The stories of their ancestors being freed from slavery in Egypt and wandering in the desert became their story of hope and salvation. Their faith was in a God who would never, ever disappoint. Yes, the deliverance and freedom was amazing but the journey was treacherous. The faith stories remind us that our hope is not built on triumph and success, but on the rock of God’s mercy which raises us up from the ashes of pain and loss. The mercy of God flows from the mess of our failure to pull it off on our own. It’s anything but pleasant, but our lives provide plenty of opportunity for God’s gift of faith is to be nurtured. We despair of trouble, but it is the only path to freedom.
It’s just unfortunate that we often assume that trouble means we are doing something wrong. We sometimes assume that if we had faith, we would not struggle so much. But without the struggle, there is no faith. It is like a muscle. If we never use the muscle, it will break down and not be useful.
Deuteronomy and the story of the Jews' faith also reminds us that faith is not my faith and your faith, but our faith.
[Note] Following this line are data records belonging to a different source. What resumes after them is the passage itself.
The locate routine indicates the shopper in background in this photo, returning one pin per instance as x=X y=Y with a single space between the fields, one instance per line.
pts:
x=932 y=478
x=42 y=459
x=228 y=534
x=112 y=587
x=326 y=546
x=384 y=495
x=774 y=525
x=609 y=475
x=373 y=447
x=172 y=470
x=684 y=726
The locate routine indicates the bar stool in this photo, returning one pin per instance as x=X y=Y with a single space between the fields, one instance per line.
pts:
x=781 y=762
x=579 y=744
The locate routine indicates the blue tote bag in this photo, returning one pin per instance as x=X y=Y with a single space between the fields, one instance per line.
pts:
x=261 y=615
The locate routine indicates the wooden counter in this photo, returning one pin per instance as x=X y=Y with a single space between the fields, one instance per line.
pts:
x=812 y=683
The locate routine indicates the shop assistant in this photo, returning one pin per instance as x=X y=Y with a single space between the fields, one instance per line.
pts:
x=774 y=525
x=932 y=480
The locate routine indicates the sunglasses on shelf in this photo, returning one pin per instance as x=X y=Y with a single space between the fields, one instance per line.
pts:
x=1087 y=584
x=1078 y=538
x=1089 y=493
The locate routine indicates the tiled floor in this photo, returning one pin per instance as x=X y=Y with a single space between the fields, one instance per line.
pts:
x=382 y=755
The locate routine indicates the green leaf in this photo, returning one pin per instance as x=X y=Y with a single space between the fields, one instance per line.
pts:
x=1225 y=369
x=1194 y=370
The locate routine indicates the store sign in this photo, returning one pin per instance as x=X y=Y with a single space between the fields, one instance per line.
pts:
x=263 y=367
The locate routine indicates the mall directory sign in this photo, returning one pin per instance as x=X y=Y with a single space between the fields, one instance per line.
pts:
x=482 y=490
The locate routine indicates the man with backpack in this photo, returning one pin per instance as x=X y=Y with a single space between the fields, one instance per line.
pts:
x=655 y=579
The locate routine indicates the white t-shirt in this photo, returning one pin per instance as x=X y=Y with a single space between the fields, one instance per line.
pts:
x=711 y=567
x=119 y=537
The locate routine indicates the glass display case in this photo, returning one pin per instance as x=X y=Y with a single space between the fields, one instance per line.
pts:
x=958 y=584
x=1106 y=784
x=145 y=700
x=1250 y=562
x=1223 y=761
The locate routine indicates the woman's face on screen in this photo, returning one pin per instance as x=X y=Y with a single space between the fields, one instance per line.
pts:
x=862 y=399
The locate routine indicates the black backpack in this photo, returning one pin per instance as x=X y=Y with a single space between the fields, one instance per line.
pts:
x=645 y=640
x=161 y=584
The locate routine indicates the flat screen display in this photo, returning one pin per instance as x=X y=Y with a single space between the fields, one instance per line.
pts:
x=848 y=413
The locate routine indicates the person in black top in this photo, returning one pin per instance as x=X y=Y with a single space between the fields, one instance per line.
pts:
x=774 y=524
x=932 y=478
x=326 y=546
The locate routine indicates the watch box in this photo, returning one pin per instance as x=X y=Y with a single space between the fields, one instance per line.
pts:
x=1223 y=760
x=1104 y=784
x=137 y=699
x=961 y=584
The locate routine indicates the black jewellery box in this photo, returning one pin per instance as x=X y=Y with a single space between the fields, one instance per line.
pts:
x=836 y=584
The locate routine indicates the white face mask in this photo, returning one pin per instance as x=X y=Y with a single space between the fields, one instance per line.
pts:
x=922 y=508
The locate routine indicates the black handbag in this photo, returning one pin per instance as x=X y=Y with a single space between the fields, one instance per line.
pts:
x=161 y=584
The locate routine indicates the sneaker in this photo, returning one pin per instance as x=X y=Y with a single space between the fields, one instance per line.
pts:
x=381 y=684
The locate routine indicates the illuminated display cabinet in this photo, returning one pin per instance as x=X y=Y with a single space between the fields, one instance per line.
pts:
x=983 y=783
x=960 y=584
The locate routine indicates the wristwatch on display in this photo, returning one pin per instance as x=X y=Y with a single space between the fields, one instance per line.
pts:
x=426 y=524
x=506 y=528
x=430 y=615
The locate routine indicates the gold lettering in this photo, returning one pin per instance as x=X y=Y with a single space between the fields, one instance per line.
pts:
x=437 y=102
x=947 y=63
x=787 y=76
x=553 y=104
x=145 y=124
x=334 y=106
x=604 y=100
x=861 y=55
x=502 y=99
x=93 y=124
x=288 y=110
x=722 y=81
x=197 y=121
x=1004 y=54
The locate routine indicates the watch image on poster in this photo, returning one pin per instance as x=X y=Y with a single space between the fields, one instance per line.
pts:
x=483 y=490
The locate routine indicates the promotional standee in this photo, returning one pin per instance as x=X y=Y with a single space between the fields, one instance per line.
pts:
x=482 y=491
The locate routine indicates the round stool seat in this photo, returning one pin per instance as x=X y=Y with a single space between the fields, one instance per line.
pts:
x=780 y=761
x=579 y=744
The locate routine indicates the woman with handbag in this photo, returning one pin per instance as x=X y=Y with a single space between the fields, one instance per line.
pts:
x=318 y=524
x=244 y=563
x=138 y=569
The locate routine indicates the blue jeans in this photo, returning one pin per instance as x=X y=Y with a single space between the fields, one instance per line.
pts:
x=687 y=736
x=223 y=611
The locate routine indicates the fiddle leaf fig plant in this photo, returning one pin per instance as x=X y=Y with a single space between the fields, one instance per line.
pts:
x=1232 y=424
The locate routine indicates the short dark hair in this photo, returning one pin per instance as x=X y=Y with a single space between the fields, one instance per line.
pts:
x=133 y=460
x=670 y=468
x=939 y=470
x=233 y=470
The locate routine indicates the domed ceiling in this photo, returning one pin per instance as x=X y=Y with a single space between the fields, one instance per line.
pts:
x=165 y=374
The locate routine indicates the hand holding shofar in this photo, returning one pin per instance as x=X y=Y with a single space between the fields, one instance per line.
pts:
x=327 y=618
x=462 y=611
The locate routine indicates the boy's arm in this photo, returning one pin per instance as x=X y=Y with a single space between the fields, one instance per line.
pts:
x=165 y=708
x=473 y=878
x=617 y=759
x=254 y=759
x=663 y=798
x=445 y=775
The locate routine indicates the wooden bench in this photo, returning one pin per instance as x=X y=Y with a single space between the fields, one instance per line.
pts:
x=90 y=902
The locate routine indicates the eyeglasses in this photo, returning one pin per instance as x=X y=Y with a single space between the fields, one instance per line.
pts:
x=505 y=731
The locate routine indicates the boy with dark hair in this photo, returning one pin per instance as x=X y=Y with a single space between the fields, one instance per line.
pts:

We are in this together. We are a community of faith. Our relationships with one another build our faith as much as Bible study and prayer.
The love and mercy of Christ was born out of the faith of the Jews, as it was reborn in exile. Jesus struggled mightily as he led his followers. His death was painful. He gave up his life in many ways. When we receive it at this table, it is a gift to strengthen our faith in our struggles and losses. It is the gift of life. May we partake of it with gratitude for the life and willing death of our Lord for the sake of mercy and justice. God is gracious. Mercy is free. May our faith grow with patient endurance. Amen.